With no added sulphur, unfined and unfiltered, Op Sy Moer is bottled with fine lees. For best results when aging, store the bottle cork down. Before opening and enjoying, turn the bottle cork up for three to five days (the longer the better) to allow the lees to settle.
In the vineyard: The vineyards are about 450m above sea level. They are old, non irrigated bush vine vineyards that grow in Table Mountain sandstone soils, among the natural fynbos vegetation and rooibos tea plantations.
In the cellar: The grapes were whole bunch pressed and transferred straight to barrel for fermentation. 10% was fermented as whole bunches and kept on the skins for four months after which it was pressed. This wine underwent natural fermentation, no additives and no sulphur addition.
Tasting notes: Youthful straw colour with a slight green tinge. Complex nose of citrus zest, pineapple and a slight nuttiness. Fresh, vibrant palate, with good texture and a long creamy finish.

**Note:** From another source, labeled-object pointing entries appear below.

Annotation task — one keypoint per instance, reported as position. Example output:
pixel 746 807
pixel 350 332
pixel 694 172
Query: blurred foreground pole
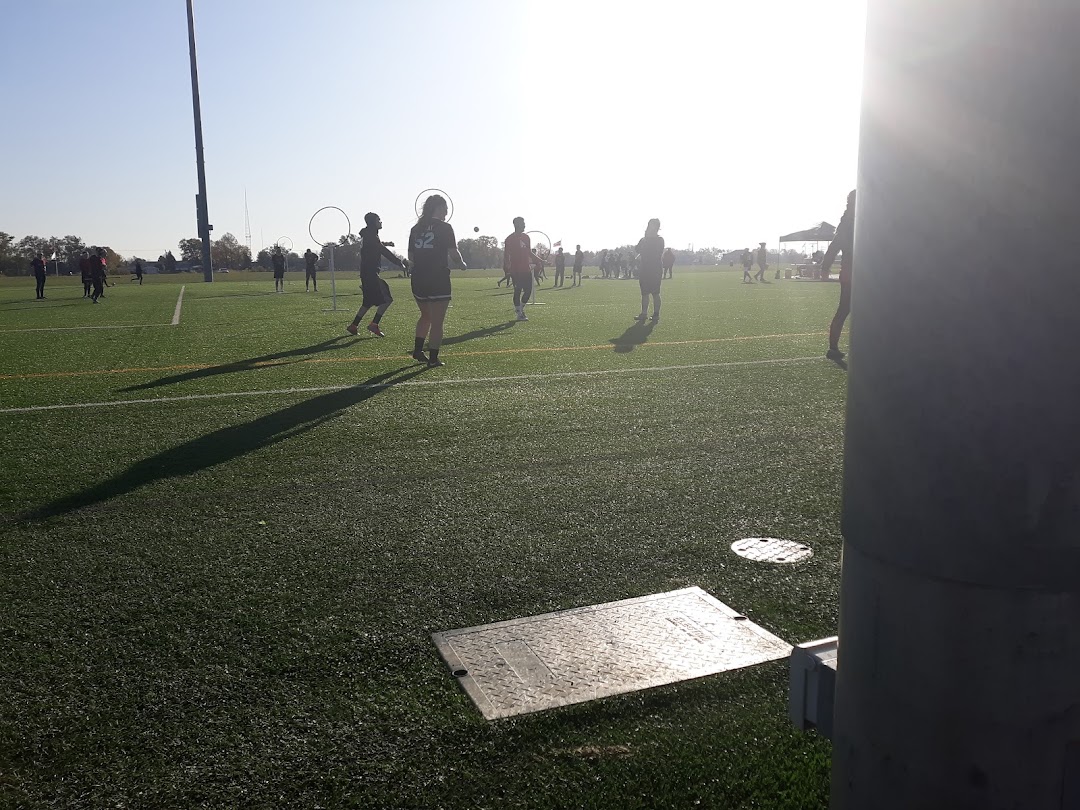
pixel 202 210
pixel 959 677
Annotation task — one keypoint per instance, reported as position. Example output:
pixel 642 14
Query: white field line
pixel 179 302
pixel 466 380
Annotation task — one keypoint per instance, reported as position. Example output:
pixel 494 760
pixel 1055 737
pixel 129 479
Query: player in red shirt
pixel 517 261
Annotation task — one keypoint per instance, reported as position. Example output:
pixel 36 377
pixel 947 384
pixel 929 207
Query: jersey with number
pixel 517 254
pixel 651 248
pixel 430 242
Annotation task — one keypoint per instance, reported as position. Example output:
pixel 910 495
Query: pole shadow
pixel 230 443
pixel 632 337
pixel 244 365
pixel 486 332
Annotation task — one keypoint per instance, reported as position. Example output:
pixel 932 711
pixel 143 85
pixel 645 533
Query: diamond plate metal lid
pixel 575 656
pixel 771 550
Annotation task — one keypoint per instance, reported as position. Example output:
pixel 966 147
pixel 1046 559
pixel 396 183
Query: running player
pixel 431 247
pixel 669 261
pixel 278 259
pixel 376 291
pixel 651 250
pixel 38 266
pixel 311 265
pixel 763 262
pixel 516 261
pixel 842 242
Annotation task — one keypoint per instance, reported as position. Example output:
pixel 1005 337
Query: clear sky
pixel 731 122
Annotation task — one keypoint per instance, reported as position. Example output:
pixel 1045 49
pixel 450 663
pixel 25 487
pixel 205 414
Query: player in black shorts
pixel 376 291
pixel 651 251
pixel 278 259
pixel 310 266
pixel 431 248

This is a wine that will keep evolving in the glass.
After a few snacks, I moved on to the first red wine table where I met Charl, son to Neil and the numbers man. He happily talked me through a selection of their red wines, of which the Groenekloof Syrah 2016 was by far my most favourite because of it’s bold and vibrant blend of Shiraz and Cinsault.
Groenekloof Syrah 2016
In the vineyard: Sourced from low yielding bush vines on our property in the Groenekloof ward. The soils consist of decomposed granite and clay, allowing for good physical properties. These vineyards receive no supplementary irrigation.
In the cellar: Handpicked, crushed and fermented on skins in open top fermenters allowing punch downs and gentle pump-overs to extract colour, flavour and tannin. Malolactic fermentation in French oak puncheons.

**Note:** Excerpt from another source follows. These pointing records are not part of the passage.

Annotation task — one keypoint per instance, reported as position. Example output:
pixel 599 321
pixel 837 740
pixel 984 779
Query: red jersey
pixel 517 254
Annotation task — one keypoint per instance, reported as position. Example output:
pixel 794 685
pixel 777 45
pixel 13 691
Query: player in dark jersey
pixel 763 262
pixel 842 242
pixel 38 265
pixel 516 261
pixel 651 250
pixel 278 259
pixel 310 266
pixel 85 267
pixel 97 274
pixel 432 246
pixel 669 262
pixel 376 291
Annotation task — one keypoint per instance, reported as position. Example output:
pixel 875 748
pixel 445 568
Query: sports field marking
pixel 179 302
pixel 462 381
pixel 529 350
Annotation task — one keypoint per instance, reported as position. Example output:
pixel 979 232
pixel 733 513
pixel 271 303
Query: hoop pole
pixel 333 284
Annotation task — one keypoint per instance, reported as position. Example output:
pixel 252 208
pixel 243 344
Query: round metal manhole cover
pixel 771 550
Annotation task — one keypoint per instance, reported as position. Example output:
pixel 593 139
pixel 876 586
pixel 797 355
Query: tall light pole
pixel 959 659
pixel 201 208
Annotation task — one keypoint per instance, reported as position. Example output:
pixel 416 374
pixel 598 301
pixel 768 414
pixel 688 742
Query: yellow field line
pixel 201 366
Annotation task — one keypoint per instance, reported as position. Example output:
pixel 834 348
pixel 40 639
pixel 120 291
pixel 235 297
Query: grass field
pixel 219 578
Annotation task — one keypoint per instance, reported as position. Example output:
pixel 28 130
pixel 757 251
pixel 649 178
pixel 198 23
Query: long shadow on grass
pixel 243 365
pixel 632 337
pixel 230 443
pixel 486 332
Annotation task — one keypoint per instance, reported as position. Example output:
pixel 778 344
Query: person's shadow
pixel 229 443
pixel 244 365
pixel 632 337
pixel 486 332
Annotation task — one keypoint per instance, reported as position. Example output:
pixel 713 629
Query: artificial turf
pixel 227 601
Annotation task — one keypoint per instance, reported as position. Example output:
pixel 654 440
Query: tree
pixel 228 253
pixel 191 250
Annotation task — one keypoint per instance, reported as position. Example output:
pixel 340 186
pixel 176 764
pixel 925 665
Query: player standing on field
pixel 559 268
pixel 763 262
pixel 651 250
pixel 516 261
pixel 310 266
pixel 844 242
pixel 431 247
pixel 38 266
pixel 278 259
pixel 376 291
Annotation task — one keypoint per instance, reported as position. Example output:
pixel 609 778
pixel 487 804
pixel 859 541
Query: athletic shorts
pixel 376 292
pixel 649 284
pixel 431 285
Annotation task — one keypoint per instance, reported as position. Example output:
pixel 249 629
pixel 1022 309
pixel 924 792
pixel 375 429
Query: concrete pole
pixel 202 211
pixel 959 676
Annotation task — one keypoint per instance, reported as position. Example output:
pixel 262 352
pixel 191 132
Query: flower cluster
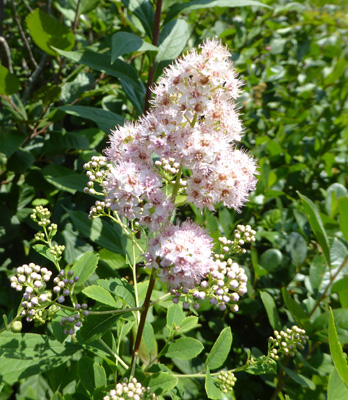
pixel 130 390
pixel 74 321
pixel 287 342
pixel 186 262
pixel 226 380
pixel 64 284
pixel 192 127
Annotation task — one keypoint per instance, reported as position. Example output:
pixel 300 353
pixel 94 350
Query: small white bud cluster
pixel 64 284
pixel 130 389
pixel 32 276
pixel 75 320
pixel 98 209
pixel 97 170
pixel 57 250
pixel 226 380
pixel 168 165
pixel 287 342
pixel 243 234
pixel 223 285
pixel 41 215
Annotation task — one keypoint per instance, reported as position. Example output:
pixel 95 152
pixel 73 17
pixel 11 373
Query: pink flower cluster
pixel 194 123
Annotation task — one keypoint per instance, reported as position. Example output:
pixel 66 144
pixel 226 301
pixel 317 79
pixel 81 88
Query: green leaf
pixel 271 259
pixel 100 294
pixel 297 247
pixel 295 309
pixel 120 288
pixel 175 315
pixel 211 387
pixel 220 350
pixel 28 354
pixel 316 225
pixel 188 323
pixel 85 6
pixel 101 62
pixel 337 354
pixel 161 382
pixel 126 42
pixel 91 374
pixel 266 366
pixel 172 40
pixel 184 348
pixel 64 178
pixel 143 10
pixel 47 32
pixel 9 83
pixel 271 310
pixel 96 326
pixel 343 210
pixel 44 250
pixel 85 266
pixel 105 119
pixel 300 379
pixel 201 4
pixel 149 337
pixel 98 231
pixel 336 390
pixel 10 141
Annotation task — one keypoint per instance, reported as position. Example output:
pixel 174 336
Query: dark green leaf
pixel 9 83
pixel 220 350
pixel 213 392
pixel 337 354
pixel 184 348
pixel 316 225
pixel 47 32
pixel 271 310
pixel 105 119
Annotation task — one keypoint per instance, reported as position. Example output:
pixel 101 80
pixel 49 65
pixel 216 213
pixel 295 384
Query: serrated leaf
pixel 188 323
pixel 97 325
pixel 9 83
pixel 295 309
pixel 175 315
pixel 120 288
pixel 336 351
pixel 343 210
pixel 85 266
pixel 336 390
pixel 316 225
pixel 300 379
pixel 47 32
pixel 100 294
pixel 105 119
pixel 101 62
pixel 213 392
pixel 143 10
pixel 44 250
pixel 173 40
pixel 201 4
pixel 98 231
pixel 220 350
pixel 126 42
pixel 28 354
pixel 184 348
pixel 271 310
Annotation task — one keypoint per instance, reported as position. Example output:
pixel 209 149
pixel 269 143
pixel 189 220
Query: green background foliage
pixel 69 76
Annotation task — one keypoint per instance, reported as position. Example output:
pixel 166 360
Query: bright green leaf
pixel 220 350
pixel 47 32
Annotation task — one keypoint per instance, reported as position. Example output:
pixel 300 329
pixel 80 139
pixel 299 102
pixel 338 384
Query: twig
pixel 25 41
pixel 5 54
pixel 34 77
pixel 156 26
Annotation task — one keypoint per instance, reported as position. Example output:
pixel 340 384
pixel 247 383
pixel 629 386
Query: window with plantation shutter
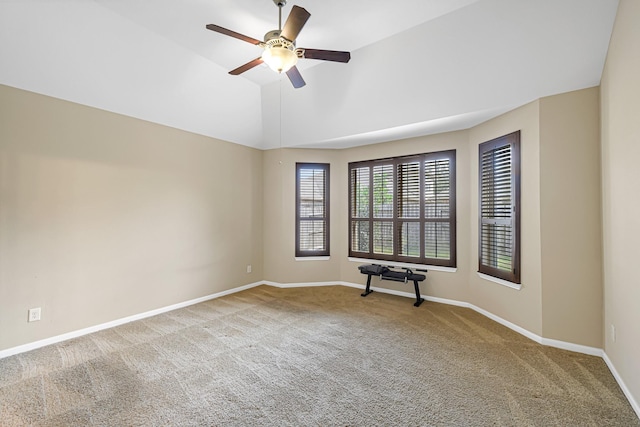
pixel 312 209
pixel 403 209
pixel 499 210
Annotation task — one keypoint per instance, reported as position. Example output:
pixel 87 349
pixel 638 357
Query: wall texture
pixel 103 216
pixel 522 307
pixel 570 217
pixel 620 104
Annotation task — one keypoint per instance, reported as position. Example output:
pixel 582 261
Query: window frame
pixel 325 168
pixel 396 220
pixel 512 275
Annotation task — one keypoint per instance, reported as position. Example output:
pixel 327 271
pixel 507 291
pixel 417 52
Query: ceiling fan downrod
pixel 280 4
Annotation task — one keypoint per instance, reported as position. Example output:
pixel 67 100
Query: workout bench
pixel 386 273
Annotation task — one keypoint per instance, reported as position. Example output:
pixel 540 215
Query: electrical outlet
pixel 34 314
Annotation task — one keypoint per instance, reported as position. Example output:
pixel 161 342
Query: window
pixel 312 209
pixel 403 209
pixel 499 210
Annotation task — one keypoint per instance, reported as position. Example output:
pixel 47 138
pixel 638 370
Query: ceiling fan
pixel 280 51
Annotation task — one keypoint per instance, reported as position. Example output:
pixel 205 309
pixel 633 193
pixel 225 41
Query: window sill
pixel 312 258
pixel 406 265
pixel 502 282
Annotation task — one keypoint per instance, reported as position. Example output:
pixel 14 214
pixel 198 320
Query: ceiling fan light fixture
pixel 280 59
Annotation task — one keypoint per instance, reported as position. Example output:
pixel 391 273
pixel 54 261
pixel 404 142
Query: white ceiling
pixel 418 66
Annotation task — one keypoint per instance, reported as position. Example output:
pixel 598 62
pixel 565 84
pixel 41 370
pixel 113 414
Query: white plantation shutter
pixel 499 168
pixel 312 209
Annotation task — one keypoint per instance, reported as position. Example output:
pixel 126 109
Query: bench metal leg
pixel 419 299
pixel 367 290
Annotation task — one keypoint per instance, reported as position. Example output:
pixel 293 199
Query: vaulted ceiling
pixel 418 66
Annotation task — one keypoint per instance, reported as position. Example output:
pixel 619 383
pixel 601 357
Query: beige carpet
pixel 309 357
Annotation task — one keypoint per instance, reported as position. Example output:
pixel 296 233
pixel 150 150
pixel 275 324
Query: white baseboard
pixel 632 401
pixel 544 341
pixel 74 334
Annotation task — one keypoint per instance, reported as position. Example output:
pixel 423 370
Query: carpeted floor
pixel 309 357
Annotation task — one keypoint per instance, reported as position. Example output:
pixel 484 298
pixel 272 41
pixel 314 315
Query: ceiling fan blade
pixel 327 55
pixel 221 30
pixel 296 78
pixel 296 20
pixel 249 65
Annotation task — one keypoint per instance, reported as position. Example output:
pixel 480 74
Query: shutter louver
pixel 497 228
pixel 403 209
pixel 312 215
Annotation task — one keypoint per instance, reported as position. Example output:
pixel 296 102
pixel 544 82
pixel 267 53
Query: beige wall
pixel 522 307
pixel 561 294
pixel 103 216
pixel 570 217
pixel 620 104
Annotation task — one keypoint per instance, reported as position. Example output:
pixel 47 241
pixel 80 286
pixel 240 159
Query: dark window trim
pixel 451 220
pixel 512 139
pixel 313 253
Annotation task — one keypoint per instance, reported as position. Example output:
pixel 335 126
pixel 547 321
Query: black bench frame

Tasting notes: The nose has bright dark fruit with contributing spicy perfumed aromas from the Cinsaut. Savouriness lingers in the background, which comes through on the palate.
Warren Ellis, son of Neil and second generation winemaker, manned the next red wine table. In passing I heard a lot of excited whispers about the Piekenierskloof Grenache 2014, so I decided to make that my point of departure. What a stunning wine with notes of vibrant red fruit and spicy peppery aromas. I couldn’t possibly work my way through all of the wines on offer, so I selectively tasted a few more before catching a breath on the balcony to watch the sun setting over Cape Town.
The space was slowly filling up and I saw lots of familiar faces over glasses of wine, and made a few new ones at the tasting tables as we eagerly exchanged notes and made recommendations about what to try next.
I saved the absolute best for last. It was by far the most popular stop on this wine tasting journey. It was the vintage and reserve wines, presented and poured by Neil Ellis himself.
I never realised that a white wine could age so beautifully. Neil presented me with two 2008 Sauvignon Blancs, one from Elgin and one from the Jonkershoek Valley. They were both deliciously juicy; so complex in its simplicity and packed to the brim with mouthwatering flavours of ripe fruit and a deep richness that leaves you with that satisfying full-mouth experience. I didn’t want to spoil my tastebuds with anything after I tasted those two, and it was the perfect wrap up for a decadent afternoon of wine tasting.
All in all, a beautifully festive afternoon spent in good company. If you’ve not tried the Neil Ellis range of wines, please be kind to yourself and pick up your favourite bottles today. You simply won’t be disappointed. These wines should be the staples in your wine rack – ready for any occasion, whether it needs to be dressed up or down.
Disclaimer: I was invited to this event in my capacity as photographer/writer as part of a media outreach. There was no expectation for platform coverage in the form of a blog, or social media posts. This is my honest and truthful opinion and review thereof. All thoughts and opinions expressed herein are solely those of The Little Hedonist, given in good faith and in no way influenced by the company or its affiliates. All images, unless otherwise stated/credited, are also my own.